[toc]The NBA is pushing for the legalization of sports betting in the US for the money. This should shock no one.
To what lengths it will go to secure its piece of the pie from a world in which sports betting is widely legal in the US might shock you, however. The NBA — and its lobbying partner Major League Baseball — is apparently willing to oppose legislation if it doesn’t get a cut of the action directly from states.
NBA opposition in Iowa
In a lot of states, lobbyists must publicly register for whom they lobby. In Iowa, that goes a step further. Lobbyists must indicate if they are “for,” “against” or “undecided” regarding bills on which they are lobbying.
Four lobbyists that rep NBA and MLB have said they are “against” the Iowa bill. Just last week, the NBA testified in a New York Senate hearing that it would support legalization, as long as states agreed with their tenets for a regulated market.
There’s also an interesting subtext here. All of these lobbyists also work for the same firm that is representing daily fantasy sports companies DraftKings and FanDuel. It’s likely both of those companies would like to eventually get into the sports betting business on friendly terms for their businesses. The NBA/MLB model where one percent of all sports betting handle — called an “integrity fee” — is paid to the leagues is not friendly to either businesses or states.

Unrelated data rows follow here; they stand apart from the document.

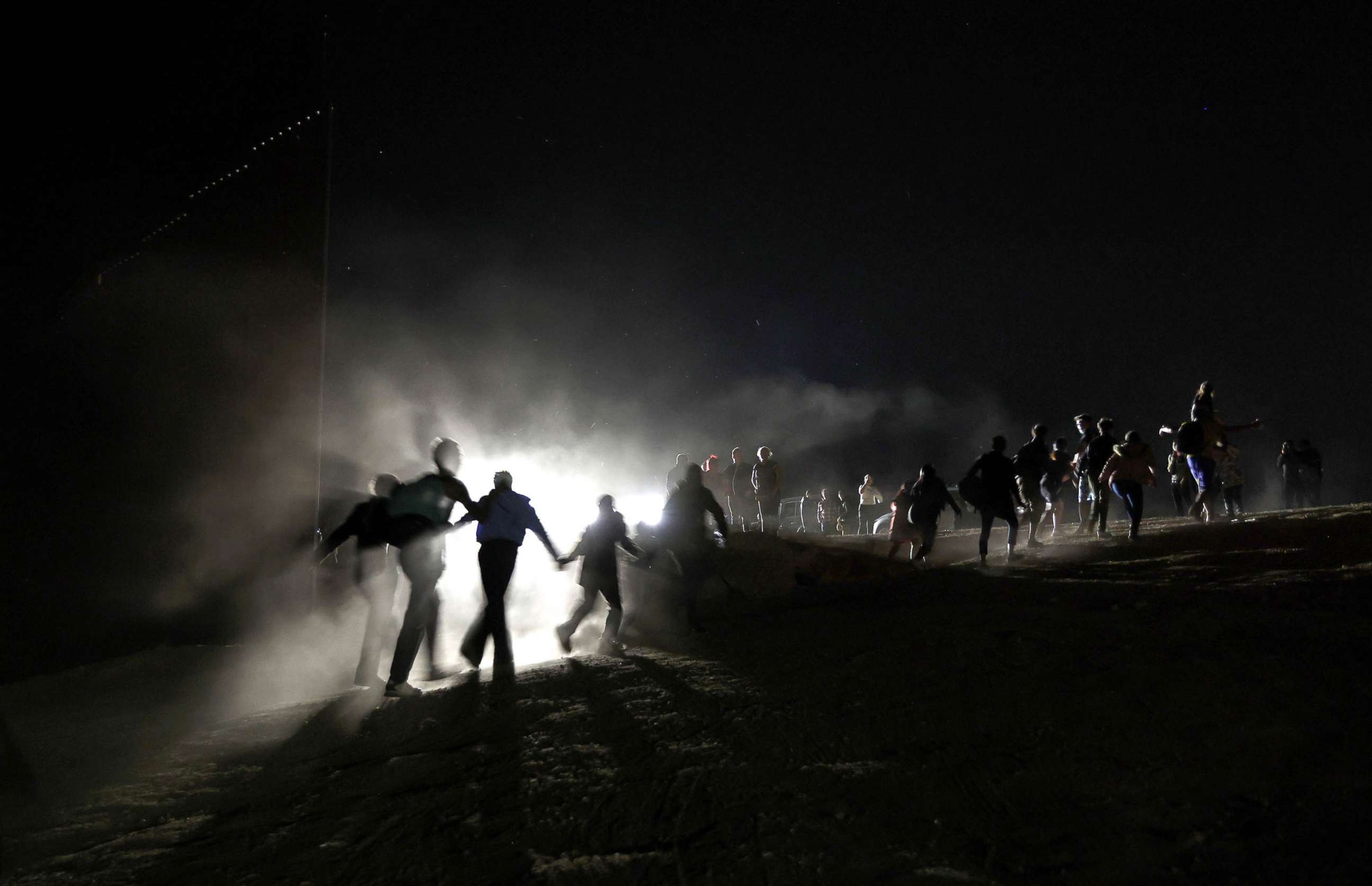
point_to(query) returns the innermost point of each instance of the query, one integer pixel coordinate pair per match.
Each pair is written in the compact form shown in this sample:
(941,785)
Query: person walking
(994,478)
(502,517)
(768,484)
(869,502)
(419,518)
(1031,463)
(600,575)
(1183,485)
(740,476)
(1098,452)
(929,498)
(682,532)
(375,572)
(1127,471)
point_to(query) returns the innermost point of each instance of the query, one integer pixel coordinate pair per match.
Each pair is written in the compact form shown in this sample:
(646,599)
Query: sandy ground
(1193,709)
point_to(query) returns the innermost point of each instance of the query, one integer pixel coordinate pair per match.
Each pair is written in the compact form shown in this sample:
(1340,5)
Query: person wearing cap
(502,517)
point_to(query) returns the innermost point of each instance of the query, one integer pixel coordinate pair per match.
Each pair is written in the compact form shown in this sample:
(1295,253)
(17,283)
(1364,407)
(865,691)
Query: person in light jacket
(1127,471)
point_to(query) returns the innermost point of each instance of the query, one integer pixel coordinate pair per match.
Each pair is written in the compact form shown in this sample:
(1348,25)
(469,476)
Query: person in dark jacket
(600,575)
(768,484)
(682,532)
(504,517)
(740,482)
(1098,452)
(419,517)
(929,496)
(375,570)
(999,495)
(1031,462)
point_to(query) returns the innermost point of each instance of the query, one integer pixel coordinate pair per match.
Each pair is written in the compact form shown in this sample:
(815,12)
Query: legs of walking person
(381,597)
(423,563)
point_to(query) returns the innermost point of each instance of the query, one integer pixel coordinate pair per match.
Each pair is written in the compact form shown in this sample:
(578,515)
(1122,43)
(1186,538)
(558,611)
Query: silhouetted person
(1031,463)
(502,517)
(682,532)
(768,484)
(870,505)
(998,495)
(1183,484)
(740,476)
(1231,478)
(1127,471)
(1293,485)
(1086,489)
(1312,471)
(677,473)
(1098,452)
(420,512)
(375,570)
(929,498)
(600,575)
(1198,440)
(1055,475)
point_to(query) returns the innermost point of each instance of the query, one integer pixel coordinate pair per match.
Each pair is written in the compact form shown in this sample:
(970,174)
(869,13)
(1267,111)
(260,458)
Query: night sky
(1004,214)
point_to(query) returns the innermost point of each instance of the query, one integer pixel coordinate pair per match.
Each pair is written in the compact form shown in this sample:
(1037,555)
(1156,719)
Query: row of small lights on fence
(230,175)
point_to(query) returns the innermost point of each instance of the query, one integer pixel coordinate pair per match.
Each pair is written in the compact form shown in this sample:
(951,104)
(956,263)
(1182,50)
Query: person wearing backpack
(994,477)
(419,518)
(929,498)
(375,570)
(1031,462)
(1098,452)
(1127,471)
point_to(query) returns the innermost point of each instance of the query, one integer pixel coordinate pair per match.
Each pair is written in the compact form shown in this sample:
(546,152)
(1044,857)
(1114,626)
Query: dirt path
(1093,718)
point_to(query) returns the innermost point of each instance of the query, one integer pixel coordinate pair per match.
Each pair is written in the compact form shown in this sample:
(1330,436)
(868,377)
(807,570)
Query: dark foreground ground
(1193,709)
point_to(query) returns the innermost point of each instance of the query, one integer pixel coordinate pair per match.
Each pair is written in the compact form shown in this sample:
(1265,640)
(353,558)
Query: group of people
(407,525)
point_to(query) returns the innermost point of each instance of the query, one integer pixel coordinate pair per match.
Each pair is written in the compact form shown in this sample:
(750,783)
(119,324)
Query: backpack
(1190,438)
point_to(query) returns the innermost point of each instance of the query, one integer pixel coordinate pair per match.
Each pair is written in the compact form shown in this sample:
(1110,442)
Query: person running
(1127,471)
(419,517)
(902,531)
(600,575)
(768,485)
(1312,471)
(1293,484)
(869,499)
(1098,452)
(677,473)
(740,476)
(998,495)
(1055,475)
(1231,478)
(1031,465)
(1087,427)
(682,532)
(504,517)
(375,570)
(826,514)
(1183,485)
(929,498)
(1198,438)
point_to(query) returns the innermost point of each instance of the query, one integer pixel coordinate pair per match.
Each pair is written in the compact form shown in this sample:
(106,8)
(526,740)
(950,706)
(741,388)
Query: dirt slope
(1190,709)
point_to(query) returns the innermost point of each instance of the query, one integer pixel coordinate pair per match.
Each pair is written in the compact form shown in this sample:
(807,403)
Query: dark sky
(1037,209)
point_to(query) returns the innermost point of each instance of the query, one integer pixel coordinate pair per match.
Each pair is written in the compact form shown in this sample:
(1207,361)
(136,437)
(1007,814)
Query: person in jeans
(869,505)
(1127,471)
(600,575)
(1098,452)
(1183,485)
(375,570)
(504,517)
(768,485)
(999,495)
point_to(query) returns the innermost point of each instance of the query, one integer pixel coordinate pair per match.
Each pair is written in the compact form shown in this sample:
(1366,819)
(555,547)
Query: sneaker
(564,637)
(401,690)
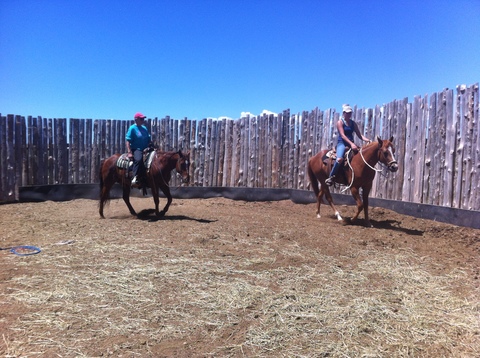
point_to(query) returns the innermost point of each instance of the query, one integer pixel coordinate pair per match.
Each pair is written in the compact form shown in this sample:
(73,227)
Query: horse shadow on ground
(149,215)
(393,225)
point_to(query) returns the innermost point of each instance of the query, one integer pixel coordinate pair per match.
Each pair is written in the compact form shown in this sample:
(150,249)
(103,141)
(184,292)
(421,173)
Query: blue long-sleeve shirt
(138,137)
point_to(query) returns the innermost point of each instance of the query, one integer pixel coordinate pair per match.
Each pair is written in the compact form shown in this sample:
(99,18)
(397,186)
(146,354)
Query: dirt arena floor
(224,278)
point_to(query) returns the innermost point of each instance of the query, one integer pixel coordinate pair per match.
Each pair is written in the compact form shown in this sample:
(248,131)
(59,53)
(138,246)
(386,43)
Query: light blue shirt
(138,137)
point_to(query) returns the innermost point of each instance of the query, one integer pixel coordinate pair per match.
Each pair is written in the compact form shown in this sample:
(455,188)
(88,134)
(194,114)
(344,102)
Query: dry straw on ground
(100,295)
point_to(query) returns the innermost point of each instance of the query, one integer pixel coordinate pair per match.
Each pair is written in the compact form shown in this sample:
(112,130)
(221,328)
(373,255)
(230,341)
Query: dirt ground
(224,278)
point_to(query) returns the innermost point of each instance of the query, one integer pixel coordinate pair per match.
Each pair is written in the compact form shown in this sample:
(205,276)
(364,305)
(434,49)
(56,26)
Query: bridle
(389,165)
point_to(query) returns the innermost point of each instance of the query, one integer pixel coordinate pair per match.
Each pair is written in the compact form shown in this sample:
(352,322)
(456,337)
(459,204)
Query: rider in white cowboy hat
(346,127)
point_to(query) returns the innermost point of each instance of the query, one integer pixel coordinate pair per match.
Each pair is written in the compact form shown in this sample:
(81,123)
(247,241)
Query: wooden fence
(437,140)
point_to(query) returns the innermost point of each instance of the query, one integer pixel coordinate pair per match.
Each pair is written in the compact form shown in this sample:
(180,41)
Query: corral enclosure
(437,139)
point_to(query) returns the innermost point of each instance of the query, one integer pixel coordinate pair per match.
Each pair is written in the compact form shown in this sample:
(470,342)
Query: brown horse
(158,176)
(359,173)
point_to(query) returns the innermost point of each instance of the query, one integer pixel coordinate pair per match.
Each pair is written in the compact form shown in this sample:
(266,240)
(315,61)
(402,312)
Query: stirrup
(330,180)
(135,183)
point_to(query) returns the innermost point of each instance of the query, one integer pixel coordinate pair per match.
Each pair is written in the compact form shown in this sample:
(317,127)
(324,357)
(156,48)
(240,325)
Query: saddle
(124,162)
(331,156)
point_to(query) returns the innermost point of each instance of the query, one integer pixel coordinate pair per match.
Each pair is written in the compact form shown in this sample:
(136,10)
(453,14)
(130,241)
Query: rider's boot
(330,180)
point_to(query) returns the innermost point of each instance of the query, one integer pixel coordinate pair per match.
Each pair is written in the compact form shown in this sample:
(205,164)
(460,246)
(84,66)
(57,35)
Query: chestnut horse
(358,173)
(158,176)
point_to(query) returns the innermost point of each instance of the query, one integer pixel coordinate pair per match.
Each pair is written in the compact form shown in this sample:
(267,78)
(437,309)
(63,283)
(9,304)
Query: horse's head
(386,154)
(183,166)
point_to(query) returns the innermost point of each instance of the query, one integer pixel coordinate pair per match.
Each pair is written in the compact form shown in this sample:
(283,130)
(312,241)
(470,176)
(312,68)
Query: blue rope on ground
(34,250)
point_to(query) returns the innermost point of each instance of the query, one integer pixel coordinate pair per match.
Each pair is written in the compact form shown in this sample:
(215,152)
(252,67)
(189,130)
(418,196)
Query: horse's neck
(369,154)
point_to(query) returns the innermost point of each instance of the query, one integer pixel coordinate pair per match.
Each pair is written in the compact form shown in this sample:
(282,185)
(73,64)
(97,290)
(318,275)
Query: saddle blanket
(124,161)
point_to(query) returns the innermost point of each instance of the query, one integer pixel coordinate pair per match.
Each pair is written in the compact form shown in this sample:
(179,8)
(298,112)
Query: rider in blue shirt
(346,127)
(137,139)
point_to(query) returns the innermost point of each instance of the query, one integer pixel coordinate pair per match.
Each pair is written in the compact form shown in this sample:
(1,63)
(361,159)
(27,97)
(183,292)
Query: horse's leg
(156,199)
(126,197)
(325,190)
(106,184)
(104,194)
(365,193)
(358,200)
(166,191)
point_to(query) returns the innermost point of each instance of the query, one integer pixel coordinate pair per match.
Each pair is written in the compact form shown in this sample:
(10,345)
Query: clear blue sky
(211,58)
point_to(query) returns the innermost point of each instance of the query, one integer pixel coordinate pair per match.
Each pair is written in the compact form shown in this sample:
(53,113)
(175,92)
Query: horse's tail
(101,175)
(313,177)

Why is NBA/MLB opposing a bill?
To be sure, there are problems with the Iowa bill. It’s short on details and codifies little on integrity matters as it relates to wagering and the games on which wagering will occur.
But the biggest issue the NBA and MLB likely see is the lack of the “integrity fee” they are asking for. A sum of one percent of handle paid to the leagues could result in a windfall of hundreds of millions of dollars for the leagues, down the road.
Going immediately to “against” the bill appears to indicate what the leagues will do if they don’t get their way. The NBA has long said favored a regulated market; Commissioner Adam Silver‘s op-ed on the subject is now several years old.
There are apparently some fairly big limits on what type of regulation the leagues will accept, however. And my earlier view that Silver is just a hypocrite is starting to look prescient.
How silly is the “integrity fee” as we’ve seen it to date?
The NBA and MLB are asking for one percent of sports betting handle. That may not sound like much. But here’s an example from the American Gaming Association indicating how much leagues could stand to make:
While a one percent fee paid to sports leagues may seem innocuous, the reality is that it is 20-29 percent of total revenue of sportsbooks. On average, a sportsbook keeps just 3.5-5 percent of the total amount wagered before taxes and other expenses. Here is a quick, by the numbers, example of how this works:
If a sports book accepts a $100 wager:
- $95 goes to winning bettors
- $1 would go to the NBA
- $0.34 goes to the state government, modeled after Nevada’s 6.75 percent state tax on Gross Gaming Revenue
- $0.25 goes to the federal government, as part of the 0.25 percent federal excise tax on the handle
- $3.41 would then go to the sportsbook (this covers all advertising, labor, property expenses, and technology)
The NBA and MLB want to make that much money, simply for existing? That’s going to be a tough sell.
The NBA is not a champion of sports betting; it’s a champion for more money
The NBA has gone from 1. not actively lobbying for regulation, to 2. lobbying Congress and saying state regulation was untenable, to 2. lobbying states — all in the space of just six short months.
What’s changed? The US Supreme Court agreed to hear the New Jersey sports betting case. The verdict in that case this year could result in the federal ban on single-game wagering outside of Nevada sports betting being struck down.
The NBA and MLB, at least, appear to see the writing on the wall and believe they are going to lose that case. (Both are litigants opposing New Jersey’s efforts to skirt the federal ban, PASPA.)
We still only have one example of what the NBA and MLB are going to do when confronted with a bill without an integrity fee. Will this opposition manifest in other states where its concerns are not addressed, or an integrity fee is not included? That remains to be seen.
There’s also a matter of degree. How much lobbying will they do if they don’t get the integrity fee? States like Iowa and West Virginia are tough targets, because MLB/NBA don’t have top-level franchises in those places. Indiana — where the integrity fee first appeared, has the Indiana Pacers in the NBA.
But if the leagues don’t work collaboratively on good sports betting policy around the country — whether it benefits them in direct financial terms or not — then it’s clear they are only in it for the money, and nothing else.